History, like the Bible, is also quite clear on many things. That early Christianity was heavily influenced by the teachings of pagan philosophers like Plato, is undeniable. The records prove that many of the ancient Catholic theologians who developed the Trinity drew from Greeks sources in their formulations, causing Christians to blur the lines between the one God, the Father, and the one Lord Messiah, Jesus. Eventually these ideas resulted in the official three-in-one God. We argue that this was the same intermingling of philosophy and Christianity that the Apostle Paul so strongly warned us about before he died (Col 2:8, Acts 20:29-31, 1 Tim 4:1, 2 Tim 4:3-4).
Despite all of this, Christians today are in a unique position. We have access to better manuscripts, Bible-study tools, and a wealth of scholarship that can help the modern disciple of Christ recognize the errors of tradition, and ultimately recover the faith of the New Testament. With God’s help, you can join the thousands of Christians whose lives are now being changed through this rediscovery of the faith of Jesus Christ.

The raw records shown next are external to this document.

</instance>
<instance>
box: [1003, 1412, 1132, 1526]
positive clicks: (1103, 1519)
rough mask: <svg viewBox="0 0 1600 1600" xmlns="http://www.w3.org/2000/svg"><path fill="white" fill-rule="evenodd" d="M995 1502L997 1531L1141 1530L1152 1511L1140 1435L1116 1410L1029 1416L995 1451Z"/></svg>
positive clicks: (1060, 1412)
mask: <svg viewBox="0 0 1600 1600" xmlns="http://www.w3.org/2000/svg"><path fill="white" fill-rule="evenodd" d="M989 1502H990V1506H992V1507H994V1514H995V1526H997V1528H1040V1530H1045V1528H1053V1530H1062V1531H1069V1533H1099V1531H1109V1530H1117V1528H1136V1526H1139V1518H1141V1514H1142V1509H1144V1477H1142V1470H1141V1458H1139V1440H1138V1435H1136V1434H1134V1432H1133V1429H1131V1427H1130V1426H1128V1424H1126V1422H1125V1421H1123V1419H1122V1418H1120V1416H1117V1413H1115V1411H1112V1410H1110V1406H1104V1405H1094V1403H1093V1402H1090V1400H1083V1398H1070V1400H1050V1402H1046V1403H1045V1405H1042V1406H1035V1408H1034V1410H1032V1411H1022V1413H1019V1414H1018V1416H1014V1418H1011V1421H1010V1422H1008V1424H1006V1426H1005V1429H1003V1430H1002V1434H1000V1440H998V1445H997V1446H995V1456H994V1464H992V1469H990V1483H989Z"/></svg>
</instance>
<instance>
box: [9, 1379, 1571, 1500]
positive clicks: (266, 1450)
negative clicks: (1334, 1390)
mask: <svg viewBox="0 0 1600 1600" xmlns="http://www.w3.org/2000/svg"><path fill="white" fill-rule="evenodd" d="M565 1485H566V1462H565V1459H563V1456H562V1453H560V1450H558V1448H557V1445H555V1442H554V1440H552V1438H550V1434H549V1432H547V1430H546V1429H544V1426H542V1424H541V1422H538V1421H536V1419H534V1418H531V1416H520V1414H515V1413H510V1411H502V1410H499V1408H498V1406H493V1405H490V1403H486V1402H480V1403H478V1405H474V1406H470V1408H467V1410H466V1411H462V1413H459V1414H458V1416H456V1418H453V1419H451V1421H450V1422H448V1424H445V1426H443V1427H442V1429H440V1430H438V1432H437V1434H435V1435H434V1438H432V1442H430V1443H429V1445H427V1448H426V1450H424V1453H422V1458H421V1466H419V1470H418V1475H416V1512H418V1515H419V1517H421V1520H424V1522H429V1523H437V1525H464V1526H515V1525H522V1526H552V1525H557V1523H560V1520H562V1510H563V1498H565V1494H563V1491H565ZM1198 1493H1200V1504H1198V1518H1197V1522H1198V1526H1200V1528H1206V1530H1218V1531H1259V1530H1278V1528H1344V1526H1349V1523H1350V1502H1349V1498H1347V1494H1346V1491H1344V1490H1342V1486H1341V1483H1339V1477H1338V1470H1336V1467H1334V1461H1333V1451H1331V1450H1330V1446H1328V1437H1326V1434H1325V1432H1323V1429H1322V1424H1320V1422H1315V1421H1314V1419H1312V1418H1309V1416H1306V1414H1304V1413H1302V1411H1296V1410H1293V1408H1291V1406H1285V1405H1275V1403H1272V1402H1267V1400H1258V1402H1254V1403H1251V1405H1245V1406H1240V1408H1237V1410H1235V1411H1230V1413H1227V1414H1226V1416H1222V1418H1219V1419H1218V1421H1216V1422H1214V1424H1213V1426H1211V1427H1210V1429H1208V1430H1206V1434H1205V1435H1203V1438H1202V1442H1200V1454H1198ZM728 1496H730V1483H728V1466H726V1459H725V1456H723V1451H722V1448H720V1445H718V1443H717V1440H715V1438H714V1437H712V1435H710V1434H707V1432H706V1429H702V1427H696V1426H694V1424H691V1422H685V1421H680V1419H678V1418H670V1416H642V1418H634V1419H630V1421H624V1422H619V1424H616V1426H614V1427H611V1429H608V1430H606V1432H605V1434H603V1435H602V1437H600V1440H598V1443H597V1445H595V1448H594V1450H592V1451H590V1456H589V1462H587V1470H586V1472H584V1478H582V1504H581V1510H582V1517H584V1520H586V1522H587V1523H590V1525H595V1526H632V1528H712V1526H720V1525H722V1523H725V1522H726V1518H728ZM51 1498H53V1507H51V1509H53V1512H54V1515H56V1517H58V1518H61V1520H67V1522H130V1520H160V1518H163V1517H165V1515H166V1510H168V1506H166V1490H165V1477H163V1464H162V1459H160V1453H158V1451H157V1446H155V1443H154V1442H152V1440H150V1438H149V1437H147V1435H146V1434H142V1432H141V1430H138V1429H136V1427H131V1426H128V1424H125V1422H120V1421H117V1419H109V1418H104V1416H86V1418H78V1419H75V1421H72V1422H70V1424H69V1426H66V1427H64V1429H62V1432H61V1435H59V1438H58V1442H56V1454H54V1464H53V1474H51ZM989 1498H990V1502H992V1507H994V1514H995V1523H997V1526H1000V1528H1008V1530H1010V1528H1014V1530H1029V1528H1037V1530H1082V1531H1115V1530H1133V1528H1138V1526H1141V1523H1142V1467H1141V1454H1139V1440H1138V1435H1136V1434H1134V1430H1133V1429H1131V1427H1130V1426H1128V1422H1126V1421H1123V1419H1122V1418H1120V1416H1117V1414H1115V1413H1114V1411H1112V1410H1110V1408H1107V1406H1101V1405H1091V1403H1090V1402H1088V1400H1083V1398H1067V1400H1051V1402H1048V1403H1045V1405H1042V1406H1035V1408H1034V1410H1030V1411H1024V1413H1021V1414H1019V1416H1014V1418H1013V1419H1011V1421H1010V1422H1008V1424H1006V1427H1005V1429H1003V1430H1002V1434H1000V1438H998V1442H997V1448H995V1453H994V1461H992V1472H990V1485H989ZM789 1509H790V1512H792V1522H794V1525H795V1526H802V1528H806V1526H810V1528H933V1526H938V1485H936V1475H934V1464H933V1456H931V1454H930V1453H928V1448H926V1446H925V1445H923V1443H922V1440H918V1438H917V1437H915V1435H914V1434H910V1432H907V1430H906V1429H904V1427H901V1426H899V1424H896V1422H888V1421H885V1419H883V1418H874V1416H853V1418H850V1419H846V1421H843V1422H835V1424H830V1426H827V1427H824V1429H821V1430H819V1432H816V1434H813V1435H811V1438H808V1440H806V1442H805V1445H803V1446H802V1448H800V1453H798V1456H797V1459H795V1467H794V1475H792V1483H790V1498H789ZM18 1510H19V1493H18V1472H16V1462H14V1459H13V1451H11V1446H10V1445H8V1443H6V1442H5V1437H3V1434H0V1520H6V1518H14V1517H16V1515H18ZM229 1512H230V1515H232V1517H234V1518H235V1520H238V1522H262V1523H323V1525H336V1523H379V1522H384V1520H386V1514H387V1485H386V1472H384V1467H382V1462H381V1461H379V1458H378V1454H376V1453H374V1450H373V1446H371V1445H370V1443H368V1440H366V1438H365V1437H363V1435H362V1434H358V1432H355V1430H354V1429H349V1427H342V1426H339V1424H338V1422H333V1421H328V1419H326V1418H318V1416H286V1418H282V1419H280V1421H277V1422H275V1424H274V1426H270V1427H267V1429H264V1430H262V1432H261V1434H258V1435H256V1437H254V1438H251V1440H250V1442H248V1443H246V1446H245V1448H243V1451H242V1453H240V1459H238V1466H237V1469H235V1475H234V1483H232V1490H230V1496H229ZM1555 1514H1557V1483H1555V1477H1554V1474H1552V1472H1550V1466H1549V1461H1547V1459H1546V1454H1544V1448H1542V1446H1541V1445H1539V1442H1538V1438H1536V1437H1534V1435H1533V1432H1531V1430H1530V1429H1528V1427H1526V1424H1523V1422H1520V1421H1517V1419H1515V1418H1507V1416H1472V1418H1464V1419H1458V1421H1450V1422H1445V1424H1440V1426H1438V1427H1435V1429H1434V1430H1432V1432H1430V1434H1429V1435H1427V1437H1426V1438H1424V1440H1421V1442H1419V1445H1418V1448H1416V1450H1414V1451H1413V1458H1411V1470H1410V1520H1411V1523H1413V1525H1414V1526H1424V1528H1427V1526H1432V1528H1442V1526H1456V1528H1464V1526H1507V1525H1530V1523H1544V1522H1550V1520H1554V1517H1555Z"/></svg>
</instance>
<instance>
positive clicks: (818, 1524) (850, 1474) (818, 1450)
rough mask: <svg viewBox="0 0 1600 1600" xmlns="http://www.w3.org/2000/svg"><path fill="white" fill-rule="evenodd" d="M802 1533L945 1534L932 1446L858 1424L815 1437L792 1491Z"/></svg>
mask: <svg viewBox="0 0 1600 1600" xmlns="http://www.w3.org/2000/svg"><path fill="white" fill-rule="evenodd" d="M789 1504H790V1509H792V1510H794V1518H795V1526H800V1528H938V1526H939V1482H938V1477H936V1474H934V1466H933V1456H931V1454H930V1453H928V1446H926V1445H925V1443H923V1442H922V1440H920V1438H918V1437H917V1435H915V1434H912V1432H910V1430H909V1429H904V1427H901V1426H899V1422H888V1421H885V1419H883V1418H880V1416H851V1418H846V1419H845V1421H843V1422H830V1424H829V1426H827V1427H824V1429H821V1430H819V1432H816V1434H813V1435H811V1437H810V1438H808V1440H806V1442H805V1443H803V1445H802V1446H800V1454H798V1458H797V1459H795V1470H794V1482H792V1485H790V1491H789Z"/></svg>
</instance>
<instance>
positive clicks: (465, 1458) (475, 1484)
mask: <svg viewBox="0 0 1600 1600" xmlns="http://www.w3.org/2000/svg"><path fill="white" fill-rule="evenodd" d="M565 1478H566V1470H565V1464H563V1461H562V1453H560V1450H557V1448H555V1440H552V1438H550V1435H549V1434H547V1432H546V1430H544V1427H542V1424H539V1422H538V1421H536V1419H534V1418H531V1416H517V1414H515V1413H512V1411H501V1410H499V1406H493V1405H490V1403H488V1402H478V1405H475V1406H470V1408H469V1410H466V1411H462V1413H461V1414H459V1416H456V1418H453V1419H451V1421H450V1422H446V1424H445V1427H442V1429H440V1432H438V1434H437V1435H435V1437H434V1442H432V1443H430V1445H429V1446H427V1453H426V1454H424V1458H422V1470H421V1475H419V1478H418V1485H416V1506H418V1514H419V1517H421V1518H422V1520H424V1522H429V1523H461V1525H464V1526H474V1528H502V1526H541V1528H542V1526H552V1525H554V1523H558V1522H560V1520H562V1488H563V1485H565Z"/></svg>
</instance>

It’s time to act boldly. What is at stake is nothing less than the truth about God. What have you got to lose by fully investigating the matter? The Bible can stand up to scruntity. Our doctrine should, too. Contrary to tradition, the Bible doesn’t tell us that you have to believe in the Trinity doctrine to be saved. In fact, it doesn’t explain anything about the doctrine at all. But what it does tell us is that the Lord Jesus expects each one of us to “worship God in sprit and truth,” that is, to worship God for who he truly is. A Lutheran theologian once said:
" God is the God of truth! The love of truth, submission to the force of truth, the surrender of traditional views which will not stand the test of truth, is a sacred duty, an element of the fear of God. "- Franz Julius Delitzch (1813-1890)
We pray that the Father, the God of Jesus, will bless you as you seek him with all of your heart, mind, soul, and strength.